Is It Time For Poker To Have A Tiered Player Of The Year Award?

December 8, 2017
Is It Time For Poker To Have A Tiered Player Of The Year Award?
There’s one simple and easy way to keep score in the game of poker: Money. For most, it would be more than fair to consider the player who wins the most money playing poker tournaments around the globe in a single year, the player of the year. However, it doesn’t always work out that way.

In 2016, Germany’s Fedor Holz booked an incredible $16,484,154 in tournament earnings. It was a historic performance of epic proportions. However, Toledo, Ohio’s David Peters won the Global Poker Index Player Of The Year award.

Peters had a great year. He cashed for more than $7.5 million in live tournaments, but more importantly, he tallied 3,666.31 GPI POY Points to win the award.

Holz came close, but because much of the money he earned came from small-field high-roller events with little or no GPI POY Points on offer, he fell short.

The flawed formula

Holz had one of the best years any player in the history of the game has ever had. Peters won player of the year.

Any player of the year formula that spits out that result has to be considered a flawed one. However, the issues with GPI POY run even deeper than that.

When Peters won the award last year he said it was the prestige and the respect it came with that was important to him. That might be because that’s all it came with. If the GPI really wants to be poker’s official scorekeeper, and have it’s GPI POY award respected industry-wide, isn’t it time the company put something of value up?

The hundreds of thousands of dollars it spent producing a live-streamed poker league that no one seemed to watch, or care about, would have been a good start.

However, the problems with the GPI POY formula continue to be its biggest issue. Try as they might, no one seems to have figured out a way to strike a balance between poker tournament buy-ins and field sizes.

Keeping score simply by who wins the most money seems to give an unfair advantage to players who can afford big buy-in events with smaller fields. Not giving these events enough weight in the player of the year formula seems to ignore the strength of the fields and how tough it is to get by players widely considered the best in the world.

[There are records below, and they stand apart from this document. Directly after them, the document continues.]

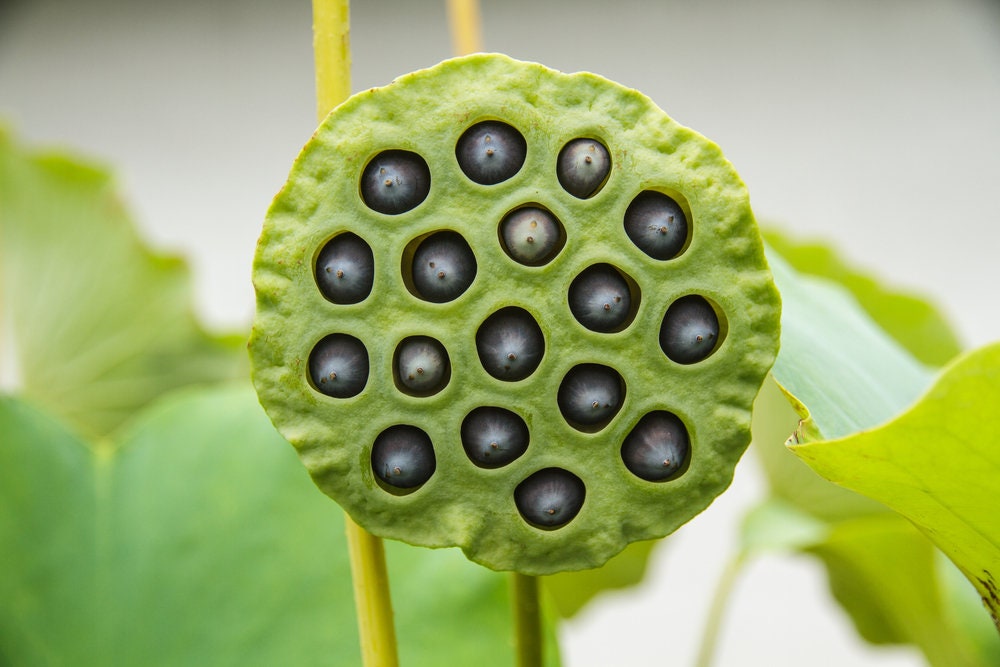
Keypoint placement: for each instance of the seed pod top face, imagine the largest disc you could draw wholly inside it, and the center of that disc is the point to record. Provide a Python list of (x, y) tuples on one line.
[(594, 505)]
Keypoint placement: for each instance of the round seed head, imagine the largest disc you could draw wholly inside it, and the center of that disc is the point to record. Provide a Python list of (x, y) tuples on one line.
[(403, 457), (491, 152), (422, 366), (493, 437), (656, 224), (590, 395), (550, 498), (599, 298), (345, 269), (583, 167), (338, 366), (690, 330), (395, 182), (531, 235), (657, 448), (443, 267), (510, 344)]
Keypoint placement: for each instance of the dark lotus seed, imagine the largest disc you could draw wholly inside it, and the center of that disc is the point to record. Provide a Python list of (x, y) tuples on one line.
[(443, 267), (531, 235), (657, 448), (590, 394), (656, 224), (690, 330), (491, 152), (338, 366), (599, 298), (550, 498), (493, 437), (510, 344), (395, 182), (403, 457), (583, 166), (345, 269), (422, 365)]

On the other side of the coin, there are those who believe it’s much tougher to fight through the minefields that are smaller buy-ins with larger fields. Not giving enough weight to field size in the player of the year formula ignores that.

An impossible balancing act

It’s an impossible balancing act. So, why bother trying. Perhaps now is the time to consider something completely different: A tiered player of the year award.

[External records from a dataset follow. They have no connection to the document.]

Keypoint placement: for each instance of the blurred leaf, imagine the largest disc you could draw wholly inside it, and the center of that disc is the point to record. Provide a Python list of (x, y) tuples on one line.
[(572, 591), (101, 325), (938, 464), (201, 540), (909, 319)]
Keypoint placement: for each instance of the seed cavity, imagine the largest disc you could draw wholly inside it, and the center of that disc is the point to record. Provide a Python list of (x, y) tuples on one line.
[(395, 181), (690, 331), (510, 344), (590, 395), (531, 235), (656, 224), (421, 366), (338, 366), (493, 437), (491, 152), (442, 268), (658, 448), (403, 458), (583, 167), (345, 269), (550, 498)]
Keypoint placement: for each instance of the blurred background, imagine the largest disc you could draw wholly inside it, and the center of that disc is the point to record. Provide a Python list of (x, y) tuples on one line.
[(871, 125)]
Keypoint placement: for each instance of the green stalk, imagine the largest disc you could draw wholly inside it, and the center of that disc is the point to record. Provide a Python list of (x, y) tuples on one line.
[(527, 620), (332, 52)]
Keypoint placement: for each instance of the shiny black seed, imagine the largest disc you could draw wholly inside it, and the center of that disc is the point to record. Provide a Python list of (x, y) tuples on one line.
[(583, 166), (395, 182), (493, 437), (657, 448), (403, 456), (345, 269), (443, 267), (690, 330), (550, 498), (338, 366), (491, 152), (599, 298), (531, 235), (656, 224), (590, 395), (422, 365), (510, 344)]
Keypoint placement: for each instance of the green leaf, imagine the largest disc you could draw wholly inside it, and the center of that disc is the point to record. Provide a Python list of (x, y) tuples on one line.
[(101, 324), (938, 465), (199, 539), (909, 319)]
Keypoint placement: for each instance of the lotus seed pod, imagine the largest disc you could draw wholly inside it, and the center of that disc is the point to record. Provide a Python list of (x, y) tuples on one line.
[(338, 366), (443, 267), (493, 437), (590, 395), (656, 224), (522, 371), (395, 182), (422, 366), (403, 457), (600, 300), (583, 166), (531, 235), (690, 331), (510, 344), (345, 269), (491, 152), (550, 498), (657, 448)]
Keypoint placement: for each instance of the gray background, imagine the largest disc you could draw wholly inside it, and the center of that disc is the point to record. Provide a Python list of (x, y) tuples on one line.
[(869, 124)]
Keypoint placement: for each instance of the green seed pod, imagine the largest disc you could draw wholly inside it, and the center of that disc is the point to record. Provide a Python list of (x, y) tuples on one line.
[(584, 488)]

A mid-major POY for events with buy-ins up to $3,000? A main event POY for buy-ins between $3,000 and $15,000? A whole separate POY for the many high roller events around the world?

Sweetening the pot

Getting back to the idea it’s time the GPI put something up, here’s the prefect opportunity.

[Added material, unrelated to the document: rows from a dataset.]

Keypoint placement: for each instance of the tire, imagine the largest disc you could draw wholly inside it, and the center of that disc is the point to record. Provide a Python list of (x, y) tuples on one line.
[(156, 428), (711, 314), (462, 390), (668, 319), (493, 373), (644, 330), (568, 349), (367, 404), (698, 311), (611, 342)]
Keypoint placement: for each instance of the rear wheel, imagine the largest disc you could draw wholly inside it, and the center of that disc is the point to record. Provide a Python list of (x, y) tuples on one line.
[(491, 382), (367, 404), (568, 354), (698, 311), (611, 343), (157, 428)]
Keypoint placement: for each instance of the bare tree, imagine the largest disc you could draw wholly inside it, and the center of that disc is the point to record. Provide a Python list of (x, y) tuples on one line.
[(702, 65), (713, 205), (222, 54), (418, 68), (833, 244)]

Participating tours could be encouraged to put the equivalent of a buy-in or two for next season into the POY pot. Then there will really be something to play for.

Mid-majors could all contribute a buy-in to an event next season. That includes the WSOP Circuit, WPT Deepstacks, Heartland Poker Tour and Mid States Poker Tour. Players at that level would have something serious to strive for.

The World Poker Tour, World Series of Poker, PokerStars Championship, and maybe even Aussie Millions might be willing to do the same for a premier event. The race for that prize would be hotly contested.

High Roller events aren’t likely to attract any more players just for a prize. However, they could all get together to offer something more than a jacket, like a single $100,000 buy-in. It would make the achievement of being the best high roller in a single year something even more special.

It’s an idea that might help the GPI avoid the constant criticism of its obviously flawed current system. Then again, keeping score the old fashion way and simply handing the player of the year award to whoever earns the most money might do the trick as well.